Right now I have an image processing algorithm that is roughly 100 lines or so in Python. It takes about 500ms using numpy, PIL and scipy. I am looking to get it faster, and as the actual algorithm seems pretty optimized thus far, I'm wondering if using a different approach such as Cython would improve the times. I believe that I have several different things I could do:

  1. Use Cython to expose relevant parts of the C library to Python.
  2. Use Ctypes to just write everything in C but still have it pure Python (not leaning towards this at all)
  3. Create an extension module in C/C++ and them import it and call the functions. I'm not sure if I would be able to use numpy this way though.
  4. Create a DLL and have Python load it. This doesn't get to use numpy or those modules, but would still be very efficient.

I'm just looking for speed here, not worried about difficulty of the implementation. Is there any one option that is better in this case, are they all the same, or is it even worth doing?


Solution

  • It helps to know what you need to do here.

    If you're not using ctypes for function calls, it's unlikely that it will save you anything to just have ctypes types involved. If you already have some DLL/shared object lying around with a "solve it for me" function, then sure, ctypes it is.

    Cython creates extension modules, so anything you can do with Cython could also be done with an extension module, it just depends on how comfortable you are writing extensions by hand.
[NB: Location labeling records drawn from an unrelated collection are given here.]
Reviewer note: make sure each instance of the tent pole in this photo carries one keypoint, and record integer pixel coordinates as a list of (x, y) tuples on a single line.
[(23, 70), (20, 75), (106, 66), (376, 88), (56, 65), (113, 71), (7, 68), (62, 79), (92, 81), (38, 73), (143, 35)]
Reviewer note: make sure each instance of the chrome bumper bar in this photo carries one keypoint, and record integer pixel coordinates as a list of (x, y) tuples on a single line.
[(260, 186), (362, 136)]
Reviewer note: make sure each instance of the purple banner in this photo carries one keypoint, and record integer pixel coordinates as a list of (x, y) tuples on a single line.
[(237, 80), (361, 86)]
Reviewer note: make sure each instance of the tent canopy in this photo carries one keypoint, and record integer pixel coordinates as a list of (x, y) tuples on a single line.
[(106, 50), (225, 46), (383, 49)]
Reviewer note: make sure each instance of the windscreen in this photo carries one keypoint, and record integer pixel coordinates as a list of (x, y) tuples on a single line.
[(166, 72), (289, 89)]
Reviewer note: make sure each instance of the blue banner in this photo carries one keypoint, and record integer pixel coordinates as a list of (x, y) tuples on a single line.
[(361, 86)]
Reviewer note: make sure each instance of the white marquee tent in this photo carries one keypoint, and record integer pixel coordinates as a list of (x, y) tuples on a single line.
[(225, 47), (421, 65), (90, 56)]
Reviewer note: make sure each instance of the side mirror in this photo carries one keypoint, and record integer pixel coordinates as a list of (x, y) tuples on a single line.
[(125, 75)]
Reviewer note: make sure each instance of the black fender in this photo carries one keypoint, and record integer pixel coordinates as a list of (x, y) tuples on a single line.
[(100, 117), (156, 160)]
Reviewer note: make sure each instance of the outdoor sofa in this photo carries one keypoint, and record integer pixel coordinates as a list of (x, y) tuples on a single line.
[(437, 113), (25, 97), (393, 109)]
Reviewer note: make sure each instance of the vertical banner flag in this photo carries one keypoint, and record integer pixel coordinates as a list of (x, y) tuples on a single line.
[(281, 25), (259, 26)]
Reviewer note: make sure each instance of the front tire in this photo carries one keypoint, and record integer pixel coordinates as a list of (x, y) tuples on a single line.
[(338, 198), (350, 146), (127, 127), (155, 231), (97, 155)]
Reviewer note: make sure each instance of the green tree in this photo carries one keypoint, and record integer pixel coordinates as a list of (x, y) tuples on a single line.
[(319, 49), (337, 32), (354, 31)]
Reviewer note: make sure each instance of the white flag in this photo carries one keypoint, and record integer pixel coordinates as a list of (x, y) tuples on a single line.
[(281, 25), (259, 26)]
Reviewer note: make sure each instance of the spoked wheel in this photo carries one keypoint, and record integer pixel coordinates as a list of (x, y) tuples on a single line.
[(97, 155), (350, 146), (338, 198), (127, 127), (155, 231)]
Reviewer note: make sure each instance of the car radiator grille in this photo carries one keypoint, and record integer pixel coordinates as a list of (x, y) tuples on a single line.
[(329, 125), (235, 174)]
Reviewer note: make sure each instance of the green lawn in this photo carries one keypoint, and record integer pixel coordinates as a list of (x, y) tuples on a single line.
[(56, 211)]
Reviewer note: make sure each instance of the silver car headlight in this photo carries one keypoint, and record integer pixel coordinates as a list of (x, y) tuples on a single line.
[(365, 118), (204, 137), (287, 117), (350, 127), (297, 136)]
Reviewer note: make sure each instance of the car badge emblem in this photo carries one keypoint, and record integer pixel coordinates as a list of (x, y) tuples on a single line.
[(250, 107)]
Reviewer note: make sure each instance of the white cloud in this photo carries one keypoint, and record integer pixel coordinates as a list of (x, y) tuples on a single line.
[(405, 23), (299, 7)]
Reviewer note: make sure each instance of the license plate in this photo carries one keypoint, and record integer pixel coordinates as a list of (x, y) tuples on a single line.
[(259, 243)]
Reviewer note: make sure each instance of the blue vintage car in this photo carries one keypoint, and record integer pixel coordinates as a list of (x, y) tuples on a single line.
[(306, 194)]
Cython is more limited than writing extensions by hand, and harder to "see" performance in (the rules for optimizing Cython are basically the opposite of optimizing standard Python-level CPython code, and if you forget to cdef the right things, you gain nothing; cdefing the wrong things can make the code slower), but Cython is generally simpler too.

    Writing a separate non-extension DLL is only worthwhile if you have non-Python uses for it; otherwise, a Python extension is basically just the DLL case, but better integrated.

    Basically, by definition, with infinite time and skill, a CPython extension will beat any other option on performance since it can do everything the others do, and more. It's just more work, and easy to make mistakes (because you're writing C, which is error-prone).